第1226話 使い走り
怒鳴られて部屋を出て行ったユウゲを見たイツキは、残された退魔組の奥の部屋で思案を始めるのだった。
(妖魔退魔師の連中も『ヒュウガ』殿達が『退魔組』に足を運ぶと分かっているからこそ、このタイミングでケイノトへ見張りに出張ってきている筈だが、その隊長である筈の『隻眼』がその本丸の監視から離れて一人何処かへ去る理由……)
「しかしどういう理由があるにせよ『隻眼』が場を離れたのなら、今の内にヒュウガ様と合流が出来るように場を整えておく方が先決か?」
「罠かもしれませんよ? たとえばですが指揮官が場を離れた事で好機だと思わせておいて、俺達をヒュウガの元に向かわせて後から居場所を突き止める……。とかの可能性もあります」
物思いを耽っているイツキの方を見ずにまるで独り言のように喋るサテツだが、間髪入れずに返事を行うイツキであった。分かりにくいことではあるが、周りに人が居る時にサテツが話す時はだいたい会話を求めている時である為、付き合いがそれなりに長いイツキはその事を熟知して分かっている為にそう言葉を返すのだった。
「まぁ確かにな。これは本当に『隻眼』の居場所が分かるまでは動かない方がいいか」
そう言ってどかっと、椅子の背もたれに身体を倒しながら天井を仰ぎ見るサテツだった。
「それが賢明でしょうね『隻眼』が居なくなったとしても、見張りの妖魔退魔師数人の戦力だけでも『退魔組』だけではどう対処する事も出来ないでしょう。せめて『ジンゼン』殿か『キクゾウ』殿と直ぐに連絡がつけばやりようはあるんですがね」
ジンゼンとキクゾウというのは『上位妖魔召士』として『妖魔召士』組織でも活躍していた者達であるが、現在の『ヒュウガ』一派の者達の中でも存在感を示している大幹部の者達である。
特に『ジンゼン』という男が『式』にしている『王連』という妖魔は、あの鬼人女王である『
「その御二方と連絡が取り合えるなら一緒に居る『ヒュウガ』様と連絡が取れるじゃねぇか、お前も馬鹿もな野郎だな」
「そうですね、これは申し訳ありません」
イツキはサテツに例え話を告げたつもりだが、どうやらその事を理解してもらえなかった様子であったが、わざわざ弁明するつもりもないのか、軽く謝罪をするに留めるのだった。
「まぁ無い物強請りっつーかよ、出来る事がないのに考えても栓ない事だ。報告があがって来るまでは放っておこうぜ。そういやお前は食事処に『出前』を頼んだんだよな? ちょっとお前、今から俺の分も頼んでこいよ。ちっと腹が減っちまったわ」
「……蕎麦でいいんですか?」
「おう! あ、俺は二人分食うからよ、お前も欲しいんなら最低三人分は頼んでおけよ?」
「分かりました、それじゃあ今から行ってきます」
「おう。さっさと行け」
さっさと蕎麦を届けさせろと命令されたイツキは、サテツに頭を下げて奥の部屋から出て行くのであった。
(ちっ……! 何で俺が蕎麦を運ばなきゃなんねぇんだよ、しかも代金も払わねぇのかよ)
流石のイツキも腹が立ったのか、細目の彼には珍しく目を開いて胸中で愚痴を零すのであった。

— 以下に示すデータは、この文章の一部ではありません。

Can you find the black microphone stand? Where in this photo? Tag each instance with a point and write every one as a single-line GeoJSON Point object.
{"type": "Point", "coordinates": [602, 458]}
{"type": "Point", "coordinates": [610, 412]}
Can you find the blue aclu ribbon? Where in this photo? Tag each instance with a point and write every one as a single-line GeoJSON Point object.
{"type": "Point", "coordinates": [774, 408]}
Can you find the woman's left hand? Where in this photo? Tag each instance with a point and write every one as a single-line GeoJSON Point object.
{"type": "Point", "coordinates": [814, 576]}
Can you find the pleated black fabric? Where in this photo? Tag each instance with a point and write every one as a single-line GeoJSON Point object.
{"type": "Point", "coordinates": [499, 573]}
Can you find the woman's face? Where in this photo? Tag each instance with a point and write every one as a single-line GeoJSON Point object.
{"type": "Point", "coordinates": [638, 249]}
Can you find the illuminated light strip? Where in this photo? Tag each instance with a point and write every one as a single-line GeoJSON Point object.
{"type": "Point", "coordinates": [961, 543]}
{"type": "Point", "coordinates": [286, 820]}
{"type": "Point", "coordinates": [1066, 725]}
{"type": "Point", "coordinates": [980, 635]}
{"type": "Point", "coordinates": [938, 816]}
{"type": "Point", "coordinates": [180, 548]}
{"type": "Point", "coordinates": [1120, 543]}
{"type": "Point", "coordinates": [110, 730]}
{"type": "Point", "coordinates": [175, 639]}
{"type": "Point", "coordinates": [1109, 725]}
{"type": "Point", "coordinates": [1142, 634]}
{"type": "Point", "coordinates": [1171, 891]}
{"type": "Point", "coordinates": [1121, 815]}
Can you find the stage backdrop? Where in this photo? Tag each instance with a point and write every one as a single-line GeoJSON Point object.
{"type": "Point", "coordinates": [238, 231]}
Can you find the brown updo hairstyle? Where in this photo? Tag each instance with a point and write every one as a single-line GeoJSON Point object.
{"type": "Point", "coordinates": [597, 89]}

奥の部屋から不機嫌そうに出て来るイツキを見たユウゲは驚いた顔を浮かべている。この場ではまだ他の部屋住みと呼ばれる『退魔士』ですらない、これからの退魔組若衆と呼ばれる者も居る為に、ユウゲは裏の顔を出すわけにもいかない為、声を掛けずに視線だけをイツキに向けるのだった。
めざとくその視線に気づいたイツキは、不機嫌さを露わにしている表情を無理やり笑顔に変えた。
「どうやら私が前に試した『出前』を今度はサテツ様も試してみたいらしく、食事処へ向かうところなのですが、ユウゲにお話ししたい事もありますので、宜しければご一緒に行かれませんか?」
イツキの本心を要約するとこうなるのだった。
(※サテツの馬鹿が飯を食いたいから蕎麦を持ってこいと言ってきやがった。後で話があるっていったが、道中で話すからお前もついてきやがれ)
「あ、ああ……。分かった」
(※わ、分かりました)
イツキは眉をぴくぴくと動かしながら何とか苛立ちを隠してそう言うと、意味を理解したユウゲは慌ててそう告げるのだった。